Professor Beard proves the third point at great length, showing how at the appropriate moment President Roosevelt forced the Japanese into war by an ultimatum demanding instant compliance with terms, which could never have been accepted by any country.
"The memorandum which Senator Hull, with the approval of President Roosevelt, handed to Japan on 26th November, 1941 . . . amounted to the maximum terms of an American policy for the whole Orient."
writes Professor Beard, and goes on to say:
"It required no profound knowledge of Japanese history, institutions, and psychology to warrant . . . first that no Japanese Cabinet 'liberal or reactionary,' could have accepted the provisions."
and again later:
"The Japanese agent regarded the American memorandum as a kind of ultimatum. This much at least Secretary Hull knew on November 26th."
Thus was the period of maximum intervention short of a shooting war terminated, and a save-face forged for Roosevelt to ship U.S. boys overseas without apparently breaking the spirit of his many promises.
As the war proceeded the real policy and sympathies of the President became more and more apparent. His deception of the British and their Allies was no less flagrant than his deception of the American people.
As Professor Beard points out on page 576:-
"The noble principles of the Four Freedoms, and the Atlantic Charter were for practical purposes discarded in the settlements, which accompanied the progress and followed the conclusion of the war.
To the validity of this statement the treatment of the people of Esthonia, Lithuania, Poland, Roumania, Yugoslavia, China, Indo-China, Indonesia, Italy, Germany and other places of the earth bear witness."
Some great driving force was clearly at work to induce a President of the United States so to act.

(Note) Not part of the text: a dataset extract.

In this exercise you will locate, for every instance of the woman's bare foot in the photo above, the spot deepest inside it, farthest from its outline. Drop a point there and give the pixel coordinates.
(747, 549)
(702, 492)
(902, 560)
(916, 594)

We have seen from a previous chapter that it was not the preservation of the British Empire, nor the French Empire, nor the Dutch, that swayed the President. On the contrary, he had advised his ardent lieutenant, Mr. Churchill, at an early stage in the cold war that these must be liquidated.
It was not Europe, nor the countries of Europe, nor their liberties, nor rights under the Atlantic Charter of Four Freedoms which weighed with him.
We know now that the British and American armies were actually halted by General Ike Eisenhower under Mr. Roosevelt's rulings at the Yalta Conference, so that the Red Army of Jewish Bolshevism might overflow half Europe and occupy Berlin.
To quote again from Professor Beard:
"As a consequence of the war called necessary to overthrow Hitler's despotism,' another despotism was raised to a higher pitch of power."
In conclusion, Professor Beard condenses the many indictments of the President set forth in his book, into 12 major counts, and declares:
"If these precedents are to stand unimpeached, and to provide sanctions for the continued conduct of America affairs — the Constitution may be nullified by the President and officers who have taken the oath and are under moral obligation to uphold it.
When we reflect upon the astounding contents of Professor Beard's book, and consider them in conjunction with the revelations in Colonel Roosevelt's As He Saw It, the question arises: whom, and which interests did President Roosevelt not betray.
To this query I can only see one answer, namely, those people and their interests who planned from the start the use of United States arsenals and Forces to prosecute a war which would annihilate a Europe which had freed itself from Jewish gold and revolutionary control: people who planned to dissolve the British Empire, to forge chains of unrepayable debt, wherewith to coerce Britain to this end; and to enable the Soviets to "bestride Europe like a colossus,"* in other words, International Jewry.
*These very words were used by General Smuts, who added words to the effect that he welcomed such a prospect. It should be remembered that General Smuts was formerly chief legal adviser to the Zionist Organisation in S. Africa.